My sister got mad at me many times, but sometime in the last year of her life she said that I’d “twisted her words”. I don’t know if it was on email or on the phone, but I felt hurt. I do take people’s words seriously, I do look them over carefully, I do ask questions about what they say. The memory training as a small child, to memorize all the verses of songs, means that I have an excellent word memory. Combine that with the medical training, where you have to present an entire patient history from memory: chief complaint, history of present illness, past medical history, social history, medications, family history, physical exam, labs, xrays, specialist opinions, assessment and plan. One boyfriend complained that I would remember what he said and ask questions a week later. He’d say, “I don’t remember what I said.” But I remembered and had thought about it. It’s hard to discuss if only one of us remembers….
After my sister died, her husband got mad at me and was yelling at me on the phone about my niece. I said I would talk to my niece’s father. My brother in law continued to yell and said that I “twisted his words.” Oh.
Later an old family friend, who has known me since birth and was a huge and kind support to my sister, practically a second parent, got mad at me. He said that I “twisted his words.” I felt grim.
Then my cousin disagreed with me. We were disagreeing by email. She cut me off, saying that I “twisted her words”.

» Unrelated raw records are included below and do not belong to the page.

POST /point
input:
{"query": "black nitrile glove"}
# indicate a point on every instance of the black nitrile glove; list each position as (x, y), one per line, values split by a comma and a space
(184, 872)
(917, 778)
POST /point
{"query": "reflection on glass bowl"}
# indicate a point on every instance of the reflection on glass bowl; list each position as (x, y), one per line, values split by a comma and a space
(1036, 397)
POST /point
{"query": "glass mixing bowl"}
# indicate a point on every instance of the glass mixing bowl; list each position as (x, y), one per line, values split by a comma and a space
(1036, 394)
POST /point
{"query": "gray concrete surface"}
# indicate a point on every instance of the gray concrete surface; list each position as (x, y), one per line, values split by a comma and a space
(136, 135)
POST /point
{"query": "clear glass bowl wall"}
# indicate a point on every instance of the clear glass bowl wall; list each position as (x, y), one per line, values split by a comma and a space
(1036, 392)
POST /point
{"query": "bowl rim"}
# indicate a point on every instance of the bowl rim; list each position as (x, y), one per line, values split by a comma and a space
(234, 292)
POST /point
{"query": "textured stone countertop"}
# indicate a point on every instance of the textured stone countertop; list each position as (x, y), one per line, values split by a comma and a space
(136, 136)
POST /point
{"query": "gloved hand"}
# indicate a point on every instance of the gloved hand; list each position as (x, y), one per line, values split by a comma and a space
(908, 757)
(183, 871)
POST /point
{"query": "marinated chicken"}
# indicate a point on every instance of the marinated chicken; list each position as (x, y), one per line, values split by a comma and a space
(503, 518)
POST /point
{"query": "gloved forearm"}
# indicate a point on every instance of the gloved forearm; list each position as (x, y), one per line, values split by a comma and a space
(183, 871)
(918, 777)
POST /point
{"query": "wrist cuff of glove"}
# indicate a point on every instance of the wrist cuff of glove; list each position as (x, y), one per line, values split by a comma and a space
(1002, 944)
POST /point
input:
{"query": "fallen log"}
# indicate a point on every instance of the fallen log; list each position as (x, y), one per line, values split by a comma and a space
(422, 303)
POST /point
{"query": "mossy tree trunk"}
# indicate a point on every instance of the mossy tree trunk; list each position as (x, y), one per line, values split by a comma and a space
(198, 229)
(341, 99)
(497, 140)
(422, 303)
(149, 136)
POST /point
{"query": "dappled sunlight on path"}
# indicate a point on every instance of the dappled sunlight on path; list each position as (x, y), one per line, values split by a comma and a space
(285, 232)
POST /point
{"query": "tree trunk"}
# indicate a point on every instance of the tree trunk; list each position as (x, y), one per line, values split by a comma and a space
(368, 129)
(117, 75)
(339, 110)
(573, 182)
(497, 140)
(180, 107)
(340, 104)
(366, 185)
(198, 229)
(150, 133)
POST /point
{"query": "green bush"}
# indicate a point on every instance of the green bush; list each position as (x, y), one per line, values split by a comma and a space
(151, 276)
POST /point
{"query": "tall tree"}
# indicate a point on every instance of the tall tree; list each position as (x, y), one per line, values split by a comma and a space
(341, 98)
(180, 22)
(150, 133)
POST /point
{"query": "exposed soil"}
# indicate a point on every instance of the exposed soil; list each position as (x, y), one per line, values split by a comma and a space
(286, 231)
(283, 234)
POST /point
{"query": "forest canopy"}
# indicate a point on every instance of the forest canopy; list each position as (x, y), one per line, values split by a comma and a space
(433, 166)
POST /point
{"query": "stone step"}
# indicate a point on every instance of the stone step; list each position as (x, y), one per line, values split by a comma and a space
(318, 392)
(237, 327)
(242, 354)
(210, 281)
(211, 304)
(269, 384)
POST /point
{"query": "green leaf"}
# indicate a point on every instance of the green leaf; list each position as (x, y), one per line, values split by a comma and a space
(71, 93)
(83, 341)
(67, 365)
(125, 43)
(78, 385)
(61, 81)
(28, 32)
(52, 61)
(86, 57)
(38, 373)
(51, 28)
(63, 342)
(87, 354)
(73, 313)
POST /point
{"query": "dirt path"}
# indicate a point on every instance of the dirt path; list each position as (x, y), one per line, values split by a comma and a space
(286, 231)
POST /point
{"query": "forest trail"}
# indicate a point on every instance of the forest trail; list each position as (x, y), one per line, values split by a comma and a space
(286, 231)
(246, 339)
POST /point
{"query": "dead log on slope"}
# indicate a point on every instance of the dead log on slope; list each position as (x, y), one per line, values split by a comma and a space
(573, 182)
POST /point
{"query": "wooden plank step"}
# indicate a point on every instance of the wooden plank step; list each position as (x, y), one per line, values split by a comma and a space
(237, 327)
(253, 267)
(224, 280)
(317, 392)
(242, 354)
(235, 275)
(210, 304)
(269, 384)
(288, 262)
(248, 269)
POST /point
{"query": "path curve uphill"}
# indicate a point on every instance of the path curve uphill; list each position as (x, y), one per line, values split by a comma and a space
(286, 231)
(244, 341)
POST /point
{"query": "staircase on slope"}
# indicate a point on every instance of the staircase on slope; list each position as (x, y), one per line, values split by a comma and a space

No one not intimately connected with my sister has ever said that I twist words.
So this has been hurting and now my sufi reading led me to go close to the place that hurts. Say yes.
Yes, I twist words. Words and books and songs and music were my safe place in a scary childhood. That is where I went to hide myself. I would play in mansions and palaces and forests and space stations of words. I feel safest in the real woods and sleeping in a tent…. people are what I fear most, that they will hurt me. But I say yes to twisting words: I twist them, I knit them, I paint with them, I play with them, I find joy in them, I misspell them on purpose, I adored Walt Kelley, Edward Lear, Robert Burns, Don Marquis, T.S. Eliot, C.S. Lewis, nonsense poems. Both of my grandfathers loved nonsense poetry and scurrilous poetry and they both memorized it. My father would read the Book of Practical Cats to us, and when I was little he would read Chaucer in Old English. I just threw away his note cards on Old English from college, though I wish I’d mailed them to Princeton. Never mind, I still have 20-30 boxes of my parents’ paper. I am sure that there is something that I can mail to Princeton. They, after all, are still sending him mail at my house. I memorized poetry that my father would quote and then in school, anything that I liked. “What a queer bird the frog are….”
What a queer bird, the frog are
When he sit he stand (almost)
When he walk he fly (almost)
When he talk he cry (almost)
He ain’t got no sense, hardly
He ain’t got no tail, neither, hardly
He sit on what he ain’t got hardly
I loved that poem and copied it laboriously and took it home. That is the first poem that I remember finding on my own out in the wide world, not from my parents.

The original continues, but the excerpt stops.